At the heart of this is Tatum, played with maximum forcefulness and dark charisma by Kirk Douglas in surely one of his finest performances. What Douglas does here that is so skilful is to never make Tatum an out-and-out villain. He plays it with a subtle suggestion of self-loathing: the quietly suggested need for alcohol, the revulsion he feels for those around him whom he sees as reflections of his own moral emptiness. At the same time, if Tatum has morals he long since stopped listening to them. Every time it looks like Tatum has realised what he has done, he reverts back to keeping the story going. Douglas’s dynamism also brings Tatum’s relentless drive and determination to life with real power. Tatum is easily able to cow, bully and bribe those around him into making him the funnel of the story. Never once do you question why all around Tatum bow to his will – his force of personality is so great you have no choice. Despite the hints of self-loathing, Douglas isn’t afraid to play Tatum as a reprehensible man – not bad or evil, just totally self-serving and selfish.

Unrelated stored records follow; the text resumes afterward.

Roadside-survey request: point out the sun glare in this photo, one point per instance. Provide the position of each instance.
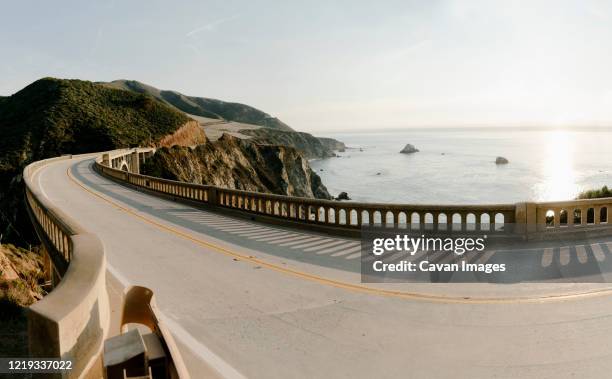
(558, 177)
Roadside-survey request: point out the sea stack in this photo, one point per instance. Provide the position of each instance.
(501, 160)
(409, 149)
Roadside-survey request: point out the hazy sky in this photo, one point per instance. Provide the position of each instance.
(334, 65)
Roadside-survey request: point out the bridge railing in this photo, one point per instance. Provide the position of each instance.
(573, 215)
(72, 321)
(530, 219)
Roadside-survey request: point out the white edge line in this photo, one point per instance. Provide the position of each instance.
(199, 349)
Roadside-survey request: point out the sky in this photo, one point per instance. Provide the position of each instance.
(334, 65)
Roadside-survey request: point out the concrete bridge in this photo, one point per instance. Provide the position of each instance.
(259, 285)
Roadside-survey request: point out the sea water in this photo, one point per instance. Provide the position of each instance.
(457, 165)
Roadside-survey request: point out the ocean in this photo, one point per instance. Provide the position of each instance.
(457, 165)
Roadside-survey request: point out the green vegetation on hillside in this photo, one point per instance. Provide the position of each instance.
(309, 145)
(596, 194)
(205, 107)
(51, 117)
(21, 277)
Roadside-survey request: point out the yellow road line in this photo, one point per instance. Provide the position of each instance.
(345, 285)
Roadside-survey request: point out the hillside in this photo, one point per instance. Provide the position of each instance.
(307, 144)
(51, 117)
(21, 279)
(240, 164)
(205, 107)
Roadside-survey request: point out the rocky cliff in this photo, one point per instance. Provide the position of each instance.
(203, 106)
(239, 164)
(309, 145)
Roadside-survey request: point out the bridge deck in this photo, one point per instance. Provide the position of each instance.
(264, 301)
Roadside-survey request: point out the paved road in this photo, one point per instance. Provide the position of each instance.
(265, 302)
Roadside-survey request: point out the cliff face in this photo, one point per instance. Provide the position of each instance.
(239, 164)
(309, 145)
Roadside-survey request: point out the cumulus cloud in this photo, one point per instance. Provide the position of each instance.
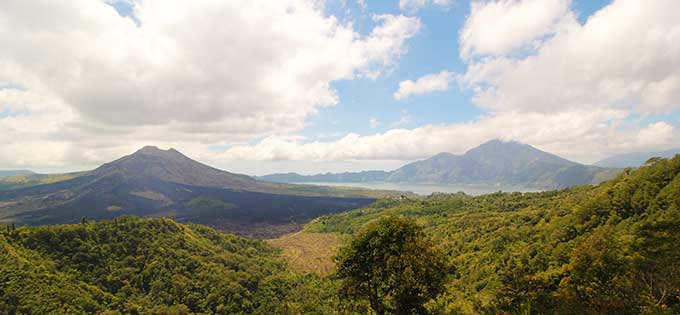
(423, 85)
(498, 27)
(575, 92)
(178, 72)
(583, 135)
(625, 56)
(414, 5)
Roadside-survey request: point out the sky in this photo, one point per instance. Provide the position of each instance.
(262, 86)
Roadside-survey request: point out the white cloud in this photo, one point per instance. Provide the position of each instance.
(625, 56)
(575, 93)
(205, 72)
(585, 135)
(414, 5)
(404, 119)
(498, 27)
(423, 85)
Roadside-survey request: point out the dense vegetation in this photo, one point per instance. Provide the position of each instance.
(394, 265)
(608, 249)
(149, 266)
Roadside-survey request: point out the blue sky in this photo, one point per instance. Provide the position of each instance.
(274, 86)
(434, 49)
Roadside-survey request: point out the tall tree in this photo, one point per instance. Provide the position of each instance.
(393, 264)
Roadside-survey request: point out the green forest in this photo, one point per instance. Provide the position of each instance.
(607, 249)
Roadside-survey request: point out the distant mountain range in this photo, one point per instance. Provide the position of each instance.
(636, 159)
(154, 182)
(494, 162)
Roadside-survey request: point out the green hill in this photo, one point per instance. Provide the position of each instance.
(145, 266)
(604, 249)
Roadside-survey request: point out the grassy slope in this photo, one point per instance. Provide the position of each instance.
(27, 180)
(511, 251)
(148, 266)
(309, 252)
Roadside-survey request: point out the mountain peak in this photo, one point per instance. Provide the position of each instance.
(154, 150)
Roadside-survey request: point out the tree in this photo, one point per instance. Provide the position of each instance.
(393, 264)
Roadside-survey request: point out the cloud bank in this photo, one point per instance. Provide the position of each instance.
(175, 72)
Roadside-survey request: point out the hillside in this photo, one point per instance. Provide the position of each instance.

Jan Sterling I was less sure of at first, but actually this is another incredibly brave performance of uncompromising hardness. Lorraine is trapped in a marriage with a man she does not love, in the middle of nowhere, having believed she was marrying into something very different. But even with those provisos, her lack of interest in her husband’s safety and her focus on getting as much cash out of the tourists as possible (to finance her departure to the city) is astonishingly ruthless. Out of all the characters, she is the one who is immediately aware of what game Tatum is playing, and (with his advice) she is the most capable of exploiting the public excitement for her own gain. While she has elements of a femme fatale, Sterling’s performance seems more bitterly cynical than manipulatively feminine.

Wilder’s cynical and hard-nosed film is a brilliantly written deconstruction of the American dream, packed with wonderful lines and sharply drawn characters. It scrapes away at the surface of its characters to reveal the rot underneath – even Tatum’s photographer Herbie degrades from idealist to acolyte – and then blames us all for the mess. It shows us the disgusting ease with which our feelings can be manipulated to sell anything, then shows how gleefully we want to be feel part of an event: shots are filled with details like spectators carrying candy-floss while praying for Leo’s safety.

And then there is a complete lack of redemption – or even suggestion of it. Decent characters are peripheral, and far outnumbered by Tatum and his like. The resolution of the crisis does not go according to Tatum’s plan. It’s almost astonishing in its bleakness and in Tatum’s confused reaction to it and his lack of clear-cut guilt. Again, it’s Douglas’ skill and Wilder’s uncompromising direction: I actually had to watch it twice to catch the shading Douglas and Wilder give Tatum’s reactions to events finally going out of his control – and I still don’t know to what extent self-loathing trumps frustration and disappointment.

This is a masterful media satire and a wonderful, thought-provoking film, surely one of Wilder’s finest. It should be a lot better known than it actually is. I haven’t stopped thinking about it in days and I’m already looking forward to seeing it again. And, if anything, it is getting more relevant every single day.